C'est officiel. Waterford Distillery, la distillerie irlandaise aussi visionnaire que malchanceuse, vient de trouver repreneur. C'est le Tennessee Distilling Group (TDG), un mastodonte américain de la production sous contrat, qui a signé l'accord de reprise des actifs clés de la marque, distillerie et propriété intellectuelle comprises. La finalisation du deal est attendue dans les prochaines semaines, le temps de boucler les formalités réglementaires. Les montants financiers, eux, n'ont pas été communiqués.
Petit rappel des faits
Mark Reynier, l'homme qui avait déjà ressuscité Bruichladdich sur Islay avant de la céder à Rémy Cointreau, fonde Waterford en 2015 dans une ancienne brasserie Guinness. Son ambition : appliquer au whisky irlandais la logique du vin, avec une obsession pour le terroir et la traçabilité à la ferme. Une approche radicale, saluée par les connaisseurs, qui donne naissance dès 2021 au premier whisky biodynamique de la distillerie.
Sauf que l'ambition a un coût. En mars 2023, Waterford décroche un package de financement de 45 millions d'euros auprès de HSBC UK pour accélérer son développement international et augmenter ses stocks en maturation. Ça ne suffira pas. En novembre 2024, c'est le coup de massue : HSBC nomme les administrateurs judiciaires Mark Degnan et Daryll McKenna d'Interpath Advisory comme receveurs. Fin de partie pour Reynier à la tête de sa création.
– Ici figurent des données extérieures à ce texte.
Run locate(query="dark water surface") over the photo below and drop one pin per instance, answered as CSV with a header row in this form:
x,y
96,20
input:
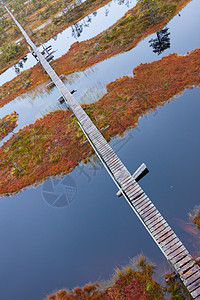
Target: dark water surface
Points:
x,y
44,248
91,83
86,28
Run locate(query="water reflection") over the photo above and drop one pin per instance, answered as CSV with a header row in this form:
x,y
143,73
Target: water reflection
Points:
x,y
20,65
65,39
162,42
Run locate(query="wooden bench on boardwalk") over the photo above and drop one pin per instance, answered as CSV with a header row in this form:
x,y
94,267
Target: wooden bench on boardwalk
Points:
x,y
173,249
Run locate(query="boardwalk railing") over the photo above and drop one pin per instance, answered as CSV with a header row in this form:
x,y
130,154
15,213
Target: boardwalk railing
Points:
x,y
165,238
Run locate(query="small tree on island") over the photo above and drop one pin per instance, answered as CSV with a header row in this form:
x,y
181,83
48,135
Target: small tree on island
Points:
x,y
149,8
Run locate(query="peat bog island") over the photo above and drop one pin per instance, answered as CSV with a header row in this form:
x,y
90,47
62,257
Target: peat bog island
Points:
x,y
94,95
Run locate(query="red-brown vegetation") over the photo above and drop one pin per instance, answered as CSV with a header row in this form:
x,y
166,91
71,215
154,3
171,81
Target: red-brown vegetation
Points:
x,y
127,284
125,34
7,124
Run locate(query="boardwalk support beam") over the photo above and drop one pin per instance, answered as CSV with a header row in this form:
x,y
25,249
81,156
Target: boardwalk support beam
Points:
x,y
139,174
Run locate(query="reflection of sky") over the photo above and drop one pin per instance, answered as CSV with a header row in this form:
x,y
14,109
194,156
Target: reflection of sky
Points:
x,y
44,248
90,84
62,41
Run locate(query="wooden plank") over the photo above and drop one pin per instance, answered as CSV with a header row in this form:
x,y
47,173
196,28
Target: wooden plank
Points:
x,y
173,248
160,239
192,279
154,221
140,199
196,294
152,211
168,246
159,228
190,272
184,264
144,205
170,240
177,254
162,232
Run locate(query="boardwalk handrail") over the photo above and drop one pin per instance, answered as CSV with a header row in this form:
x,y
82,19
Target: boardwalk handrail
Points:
x,y
165,238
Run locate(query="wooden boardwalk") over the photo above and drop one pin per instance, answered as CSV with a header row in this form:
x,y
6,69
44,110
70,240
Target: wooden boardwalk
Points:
x,y
175,252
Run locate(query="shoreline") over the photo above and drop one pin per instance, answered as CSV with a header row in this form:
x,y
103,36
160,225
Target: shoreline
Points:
x,y
48,149
56,31
87,53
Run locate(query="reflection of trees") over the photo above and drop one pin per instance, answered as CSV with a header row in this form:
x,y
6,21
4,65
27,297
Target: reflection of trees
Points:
x,y
149,7
20,64
162,42
77,28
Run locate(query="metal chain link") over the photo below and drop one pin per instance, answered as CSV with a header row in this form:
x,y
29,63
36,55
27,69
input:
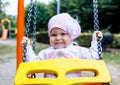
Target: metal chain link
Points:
x,y
34,26
27,28
33,8
96,26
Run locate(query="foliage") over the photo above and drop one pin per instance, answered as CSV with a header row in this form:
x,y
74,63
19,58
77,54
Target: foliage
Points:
x,y
42,16
116,42
2,8
83,40
109,14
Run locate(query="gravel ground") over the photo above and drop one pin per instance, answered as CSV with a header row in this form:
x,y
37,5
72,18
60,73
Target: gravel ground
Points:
x,y
8,68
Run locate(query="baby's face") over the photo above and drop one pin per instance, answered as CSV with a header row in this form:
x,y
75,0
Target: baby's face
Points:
x,y
59,38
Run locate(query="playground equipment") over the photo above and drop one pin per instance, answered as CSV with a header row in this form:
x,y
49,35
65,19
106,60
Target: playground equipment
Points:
x,y
60,67
6,26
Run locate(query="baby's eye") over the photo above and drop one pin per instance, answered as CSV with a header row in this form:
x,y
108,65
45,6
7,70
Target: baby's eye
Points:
x,y
53,35
63,34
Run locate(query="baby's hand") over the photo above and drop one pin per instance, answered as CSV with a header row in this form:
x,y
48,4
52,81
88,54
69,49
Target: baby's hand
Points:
x,y
97,34
25,41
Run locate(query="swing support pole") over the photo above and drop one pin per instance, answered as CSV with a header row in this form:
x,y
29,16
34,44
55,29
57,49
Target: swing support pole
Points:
x,y
20,31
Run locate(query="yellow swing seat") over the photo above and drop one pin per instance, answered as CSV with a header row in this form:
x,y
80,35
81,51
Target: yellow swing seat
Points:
x,y
61,67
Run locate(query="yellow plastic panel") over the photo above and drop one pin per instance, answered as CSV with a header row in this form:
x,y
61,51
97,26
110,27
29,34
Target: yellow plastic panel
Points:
x,y
61,67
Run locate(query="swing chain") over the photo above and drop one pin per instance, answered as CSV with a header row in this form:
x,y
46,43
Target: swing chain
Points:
x,y
34,26
27,29
33,6
96,26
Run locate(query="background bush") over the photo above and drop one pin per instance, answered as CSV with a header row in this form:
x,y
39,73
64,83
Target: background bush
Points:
x,y
83,40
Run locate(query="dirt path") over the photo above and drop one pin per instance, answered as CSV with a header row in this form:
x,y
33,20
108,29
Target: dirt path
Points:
x,y
8,68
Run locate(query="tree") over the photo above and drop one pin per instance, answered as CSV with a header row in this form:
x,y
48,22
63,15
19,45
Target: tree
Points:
x,y
110,15
42,16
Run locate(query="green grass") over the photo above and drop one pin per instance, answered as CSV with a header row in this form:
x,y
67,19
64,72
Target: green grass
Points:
x,y
112,57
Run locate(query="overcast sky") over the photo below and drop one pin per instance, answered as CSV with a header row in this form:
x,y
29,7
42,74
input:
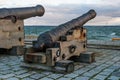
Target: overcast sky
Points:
x,y
61,11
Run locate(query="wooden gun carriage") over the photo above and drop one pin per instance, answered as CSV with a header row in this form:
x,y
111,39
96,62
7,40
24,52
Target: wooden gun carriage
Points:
x,y
54,48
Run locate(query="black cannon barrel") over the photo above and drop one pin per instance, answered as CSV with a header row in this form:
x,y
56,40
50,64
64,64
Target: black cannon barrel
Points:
x,y
48,38
22,13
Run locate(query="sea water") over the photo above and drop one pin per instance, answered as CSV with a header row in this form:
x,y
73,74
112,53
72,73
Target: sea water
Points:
x,y
93,32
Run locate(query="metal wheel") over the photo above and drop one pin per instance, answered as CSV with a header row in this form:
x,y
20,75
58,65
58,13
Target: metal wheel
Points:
x,y
70,68
13,19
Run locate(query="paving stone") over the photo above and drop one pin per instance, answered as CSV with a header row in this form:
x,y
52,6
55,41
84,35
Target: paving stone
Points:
x,y
12,78
81,78
89,74
28,79
46,78
37,76
113,78
20,72
100,77
7,76
55,76
23,75
106,73
71,75
79,72
46,73
64,78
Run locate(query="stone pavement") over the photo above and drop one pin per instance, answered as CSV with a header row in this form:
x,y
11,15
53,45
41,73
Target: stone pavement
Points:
x,y
106,67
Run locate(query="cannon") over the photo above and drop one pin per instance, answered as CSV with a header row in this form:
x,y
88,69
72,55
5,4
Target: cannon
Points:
x,y
12,26
47,39
56,50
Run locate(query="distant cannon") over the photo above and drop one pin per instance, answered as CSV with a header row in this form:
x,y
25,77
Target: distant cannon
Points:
x,y
12,26
21,13
47,39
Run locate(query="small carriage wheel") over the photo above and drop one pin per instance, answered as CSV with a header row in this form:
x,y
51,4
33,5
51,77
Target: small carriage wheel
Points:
x,y
58,52
70,68
72,49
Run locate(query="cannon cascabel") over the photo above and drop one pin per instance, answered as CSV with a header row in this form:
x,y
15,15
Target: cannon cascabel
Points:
x,y
47,39
22,13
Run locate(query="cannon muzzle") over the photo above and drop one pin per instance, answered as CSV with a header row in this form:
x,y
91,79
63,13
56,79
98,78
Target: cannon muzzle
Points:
x,y
22,13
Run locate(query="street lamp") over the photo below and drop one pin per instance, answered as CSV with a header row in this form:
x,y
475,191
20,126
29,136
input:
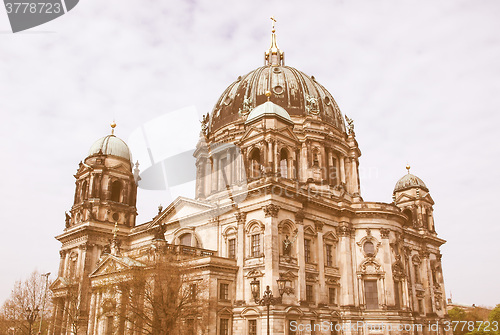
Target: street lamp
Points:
x,y
46,275
267,298
31,315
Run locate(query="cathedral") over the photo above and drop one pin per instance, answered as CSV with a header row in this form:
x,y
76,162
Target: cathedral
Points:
x,y
277,211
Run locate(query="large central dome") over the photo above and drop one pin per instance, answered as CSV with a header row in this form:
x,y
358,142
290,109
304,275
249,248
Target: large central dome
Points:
x,y
299,94
296,92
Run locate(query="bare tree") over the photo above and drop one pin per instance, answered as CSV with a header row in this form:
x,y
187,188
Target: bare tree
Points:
x,y
22,310
72,308
165,297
TDG, c'est qui exactement ?
Basé à Columbia, Tennessee, le Tennessee Distilling Group n'est pas vraiment connu du grand public, mais dans l'industrie, c'est une autre histoire. TDG produit bourbon, rye, corn whiskey et malt pour des marques du monde entier, avec trois campus de production sur plus de 150 acres, deux distilleries indépendantes, un site d'embouteillage et des entrepôts dépassant les 74 300 m². Parmi ses clients connus : Uncle Nearest (lui aussi en difficulté financière en ce moment) et Heaven's Door Spirits, la marque de whiskey de Bob Dylan.
Autrement dit, TDG maîtrise la production à grande échelle. Ce qui tranche assez nettement avec l'ADN ultra-artisanal et philosophique de Waterford.
La suite du programme
Les receveurs indiquent que TDG prévoit d'investir significativement dans la distillerie, de renforcer les opérations et d'étoffer les équipes sur place. L'objectif affiché : stabilité à long terme, création d'emplois locaux, et ouverture de nouveaux marchés à l'international. Mark Degnan s'est félicité de l'accord, estimant qu'il représente "un engagement fort envers la marque Waterford, l'économie locale et le secteur irlandais du whisky dans son ensemble."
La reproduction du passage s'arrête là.